AMY GOODMAN: Now, 30 years after leaving Iraq, Sami Rasouli is returning home. Last month, I had a chance to sit with Sami Rasouli in Minneapolis to talk about this decision. He had become a U.S. citizen, had a successful job here, but is returning home instead. He had made this decision after taking a vacation in Iraq, or rather, visiting his family there a while ago, and it was there that he decided that he had to be in Iraq. This is some of what Sami Rasouli had to say.
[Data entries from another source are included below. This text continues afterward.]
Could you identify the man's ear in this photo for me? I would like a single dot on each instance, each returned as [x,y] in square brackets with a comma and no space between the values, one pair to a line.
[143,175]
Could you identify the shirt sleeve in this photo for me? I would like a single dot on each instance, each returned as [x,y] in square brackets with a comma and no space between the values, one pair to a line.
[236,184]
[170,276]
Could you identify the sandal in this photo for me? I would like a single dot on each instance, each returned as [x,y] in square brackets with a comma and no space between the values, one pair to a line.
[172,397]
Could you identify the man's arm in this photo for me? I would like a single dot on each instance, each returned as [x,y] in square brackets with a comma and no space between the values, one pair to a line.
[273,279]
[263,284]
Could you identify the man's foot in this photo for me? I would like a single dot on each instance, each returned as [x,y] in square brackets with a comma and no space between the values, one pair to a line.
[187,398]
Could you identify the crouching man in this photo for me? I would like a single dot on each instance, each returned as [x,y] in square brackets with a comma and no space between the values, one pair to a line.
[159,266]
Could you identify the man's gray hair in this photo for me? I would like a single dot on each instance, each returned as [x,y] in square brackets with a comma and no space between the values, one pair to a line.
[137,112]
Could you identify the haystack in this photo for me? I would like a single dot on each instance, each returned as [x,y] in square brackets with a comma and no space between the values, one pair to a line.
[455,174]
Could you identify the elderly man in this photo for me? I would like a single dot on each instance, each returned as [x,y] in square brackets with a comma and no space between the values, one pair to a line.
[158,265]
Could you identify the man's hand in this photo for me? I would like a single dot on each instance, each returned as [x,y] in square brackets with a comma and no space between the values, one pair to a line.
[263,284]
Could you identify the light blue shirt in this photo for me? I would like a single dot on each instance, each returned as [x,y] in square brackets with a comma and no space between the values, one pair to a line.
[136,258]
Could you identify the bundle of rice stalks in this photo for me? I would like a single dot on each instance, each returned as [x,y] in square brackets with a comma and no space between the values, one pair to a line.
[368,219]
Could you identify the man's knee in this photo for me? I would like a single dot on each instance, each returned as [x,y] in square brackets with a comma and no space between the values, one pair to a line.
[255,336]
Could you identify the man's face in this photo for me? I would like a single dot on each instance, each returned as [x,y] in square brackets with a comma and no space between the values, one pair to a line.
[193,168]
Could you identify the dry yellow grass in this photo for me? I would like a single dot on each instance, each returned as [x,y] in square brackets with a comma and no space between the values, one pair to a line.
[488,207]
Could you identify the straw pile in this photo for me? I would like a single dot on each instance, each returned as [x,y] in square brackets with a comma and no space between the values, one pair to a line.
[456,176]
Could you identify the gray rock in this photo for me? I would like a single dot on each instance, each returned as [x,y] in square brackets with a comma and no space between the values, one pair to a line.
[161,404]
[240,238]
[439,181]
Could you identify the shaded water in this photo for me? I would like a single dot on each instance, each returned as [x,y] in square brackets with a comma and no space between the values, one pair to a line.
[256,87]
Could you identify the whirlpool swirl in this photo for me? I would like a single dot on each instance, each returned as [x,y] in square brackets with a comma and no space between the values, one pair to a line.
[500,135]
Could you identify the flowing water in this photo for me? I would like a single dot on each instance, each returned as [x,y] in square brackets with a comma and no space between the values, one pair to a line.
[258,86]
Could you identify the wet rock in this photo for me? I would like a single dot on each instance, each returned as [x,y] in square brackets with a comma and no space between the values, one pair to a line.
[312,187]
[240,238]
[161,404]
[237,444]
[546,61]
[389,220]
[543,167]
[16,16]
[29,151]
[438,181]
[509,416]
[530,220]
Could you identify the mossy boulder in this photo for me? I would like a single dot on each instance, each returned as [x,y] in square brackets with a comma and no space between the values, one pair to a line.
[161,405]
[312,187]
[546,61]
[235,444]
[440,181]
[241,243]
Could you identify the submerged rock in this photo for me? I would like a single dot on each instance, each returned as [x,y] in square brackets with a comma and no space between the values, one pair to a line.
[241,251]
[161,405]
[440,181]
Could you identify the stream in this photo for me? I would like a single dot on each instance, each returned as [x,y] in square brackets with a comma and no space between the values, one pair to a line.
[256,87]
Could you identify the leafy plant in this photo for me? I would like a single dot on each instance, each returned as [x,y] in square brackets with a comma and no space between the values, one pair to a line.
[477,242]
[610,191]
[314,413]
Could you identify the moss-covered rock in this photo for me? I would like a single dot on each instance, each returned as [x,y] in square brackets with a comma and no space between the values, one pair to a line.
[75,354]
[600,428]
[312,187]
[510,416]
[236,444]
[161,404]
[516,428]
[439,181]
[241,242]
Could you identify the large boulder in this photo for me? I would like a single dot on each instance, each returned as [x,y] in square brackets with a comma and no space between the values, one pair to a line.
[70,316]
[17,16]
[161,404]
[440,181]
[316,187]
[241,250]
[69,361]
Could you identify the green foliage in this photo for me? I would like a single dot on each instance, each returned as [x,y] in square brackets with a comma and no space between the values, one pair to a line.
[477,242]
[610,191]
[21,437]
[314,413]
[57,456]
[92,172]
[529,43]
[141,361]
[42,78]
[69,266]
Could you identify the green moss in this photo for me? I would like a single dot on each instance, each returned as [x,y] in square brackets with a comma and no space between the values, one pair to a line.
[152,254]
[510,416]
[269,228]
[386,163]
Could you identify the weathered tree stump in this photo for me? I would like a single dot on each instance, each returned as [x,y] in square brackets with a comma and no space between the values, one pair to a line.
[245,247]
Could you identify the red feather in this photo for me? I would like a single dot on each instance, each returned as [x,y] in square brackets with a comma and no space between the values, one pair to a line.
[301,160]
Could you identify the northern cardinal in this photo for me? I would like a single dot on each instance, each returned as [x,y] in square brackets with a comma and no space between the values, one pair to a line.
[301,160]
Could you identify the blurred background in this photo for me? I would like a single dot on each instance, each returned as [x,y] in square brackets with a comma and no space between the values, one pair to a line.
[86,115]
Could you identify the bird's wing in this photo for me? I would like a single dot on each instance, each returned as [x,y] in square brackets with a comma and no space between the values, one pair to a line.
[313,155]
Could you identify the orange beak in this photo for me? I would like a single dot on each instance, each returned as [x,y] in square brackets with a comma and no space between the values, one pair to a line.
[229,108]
SAMI RASOULI: I was in a visit after about 27 years back to Iraq last November of 2003. I had, when I got there, a mixed feeling of very excited to see my family. I had four sisters with about 30-35 nieces and nephews and a really big, big klan of al-Shamiri which has, consists about three million people that cross the Arab peninsula and migrated a long time ago through the Arab world. But in Najaf and Karbala, I have the most closest relatives who I visited with during my visit. While I was happy meeting them and exchanging the experiences, how they lived, how I lived in the west, I was really destroyed by seeing the amount of the destruction and devastated country after the war and also the effects of the sanctions the last 12 years.

AMY GOODMAN: What was the effect when you returned to Najaf, where you grew up?
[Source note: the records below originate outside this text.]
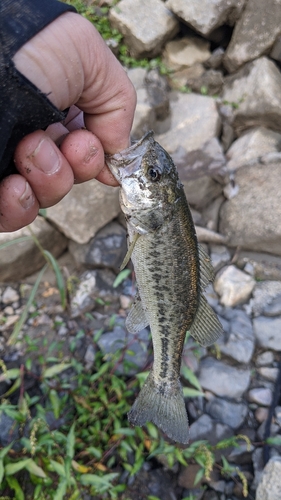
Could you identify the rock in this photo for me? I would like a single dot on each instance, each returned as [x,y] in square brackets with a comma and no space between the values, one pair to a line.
[251,146]
[194,121]
[248,224]
[261,414]
[266,298]
[270,484]
[9,296]
[23,258]
[240,342]
[219,256]
[216,58]
[260,395]
[268,373]
[186,52]
[145,24]
[206,236]
[228,412]
[222,379]
[92,285]
[210,214]
[256,100]
[267,332]
[106,250]
[265,358]
[233,286]
[137,344]
[204,17]
[86,209]
[266,267]
[251,37]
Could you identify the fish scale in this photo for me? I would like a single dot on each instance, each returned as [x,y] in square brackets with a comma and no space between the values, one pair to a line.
[171,273]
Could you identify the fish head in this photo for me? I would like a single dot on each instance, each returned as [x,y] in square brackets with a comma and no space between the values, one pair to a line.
[147,174]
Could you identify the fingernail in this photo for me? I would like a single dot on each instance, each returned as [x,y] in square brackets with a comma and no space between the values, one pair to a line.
[27,198]
[45,157]
[90,154]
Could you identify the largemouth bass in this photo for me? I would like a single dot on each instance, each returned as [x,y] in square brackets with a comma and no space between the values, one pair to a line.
[171,270]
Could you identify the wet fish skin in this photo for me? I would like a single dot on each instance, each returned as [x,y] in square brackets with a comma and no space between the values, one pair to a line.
[170,277]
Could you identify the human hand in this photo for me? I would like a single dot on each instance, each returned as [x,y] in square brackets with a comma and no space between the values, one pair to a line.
[69,62]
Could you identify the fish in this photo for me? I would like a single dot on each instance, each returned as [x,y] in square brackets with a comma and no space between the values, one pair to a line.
[172,271]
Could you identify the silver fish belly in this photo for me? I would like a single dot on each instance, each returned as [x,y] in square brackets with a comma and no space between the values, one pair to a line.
[171,273]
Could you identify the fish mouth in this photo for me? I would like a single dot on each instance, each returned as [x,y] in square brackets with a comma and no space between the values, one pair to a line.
[125,163]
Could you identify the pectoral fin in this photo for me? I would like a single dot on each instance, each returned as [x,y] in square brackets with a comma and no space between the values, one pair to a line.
[136,319]
[129,251]
[206,268]
[206,328]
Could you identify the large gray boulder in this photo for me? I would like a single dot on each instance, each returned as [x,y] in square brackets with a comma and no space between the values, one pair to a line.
[251,219]
[194,121]
[255,32]
[251,146]
[255,94]
[145,24]
[205,16]
[86,209]
[22,257]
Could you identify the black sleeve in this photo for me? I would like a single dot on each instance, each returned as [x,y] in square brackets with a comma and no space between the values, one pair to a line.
[23,108]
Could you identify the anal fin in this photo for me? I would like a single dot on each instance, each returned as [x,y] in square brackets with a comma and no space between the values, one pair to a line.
[206,328]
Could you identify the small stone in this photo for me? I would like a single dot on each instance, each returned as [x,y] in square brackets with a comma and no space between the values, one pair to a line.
[227,412]
[265,358]
[205,17]
[185,52]
[270,483]
[9,310]
[260,395]
[219,256]
[222,379]
[10,295]
[266,298]
[145,24]
[194,120]
[239,341]
[233,286]
[267,332]
[268,373]
[261,414]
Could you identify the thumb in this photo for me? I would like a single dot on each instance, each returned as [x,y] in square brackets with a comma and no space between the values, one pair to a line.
[69,61]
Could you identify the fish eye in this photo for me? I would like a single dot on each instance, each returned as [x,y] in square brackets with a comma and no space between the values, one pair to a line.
[154,174]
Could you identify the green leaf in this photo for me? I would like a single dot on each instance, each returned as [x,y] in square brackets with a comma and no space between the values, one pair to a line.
[11,469]
[274,441]
[70,442]
[54,370]
[12,389]
[58,468]
[192,393]
[199,476]
[19,324]
[14,485]
[121,277]
[9,374]
[55,402]
[1,470]
[61,490]
[33,468]
[15,241]
[59,277]
[188,374]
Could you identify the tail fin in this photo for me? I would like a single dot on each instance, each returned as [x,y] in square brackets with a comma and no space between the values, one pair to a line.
[164,407]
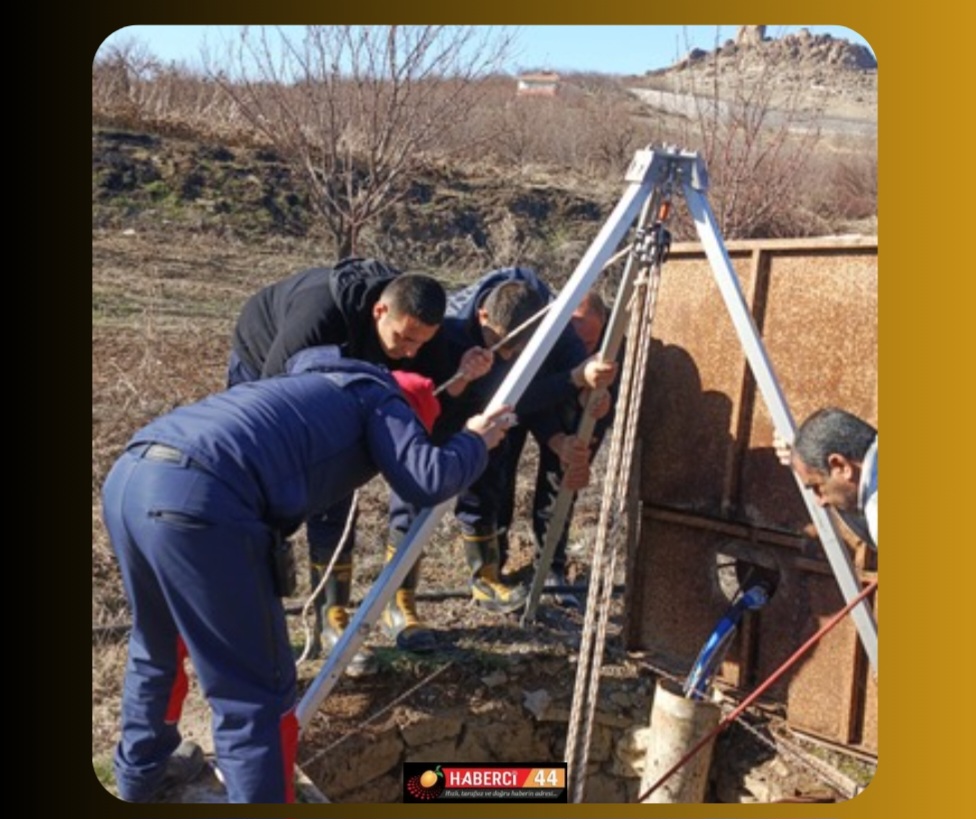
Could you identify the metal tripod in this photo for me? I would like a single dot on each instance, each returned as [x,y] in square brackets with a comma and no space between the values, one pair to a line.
[649,170]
SAMI RASOULI: First I arrived to Karbala, then next day I continued to Najaf. The effect unfortunately was negative values that people were forced to adopt because of the need, the hunger, the unemployment, kids, age I mean seven to twelve not at a school, outside on the street trying to find anything, jobs, to help their families. The negative effect of their values was a kidnapping, was something we never and the Iraqis never witnessed and had before they kidnapped for ransom and that’s because of the need. Killing and robbing Iraqis, as well, visitors to just acquire their belongings, valuable merchandise or cars and cash. That wasn’t something we know about or just we read about and we know it’s something it’s not in Iraq.

AMY GOODMAN: Sami Rasouli, an Iraqi American who has lived for more than 15 years with his family in Minneapolis, deciding to return home to Iraq to Najaf. He leaves the United States today. We did a half-hour interview and you can go to our web site and hear Sami’s story especially what it meant to meet U.S. soldiers when he returned home for a visit to Iraq. But I just wanted to end with, well, his conclusion as we talked after the half hour when I asked Sami, well, what will he do in Iraq when he returns?

SAMI RASOULI: I would do anything. Anything. Probably I’ll start cleaning the streets where my sister lives, and get those kids, who like to listen to their uncle, to come and help me. And probably we do a lots of things and get the people influenced by rebuilding their country again.

AMY GOODMAN: Sami Rasouli. You can hear the whole interview on our web site at democracynow.org. He leaves for his home, Iraq, today.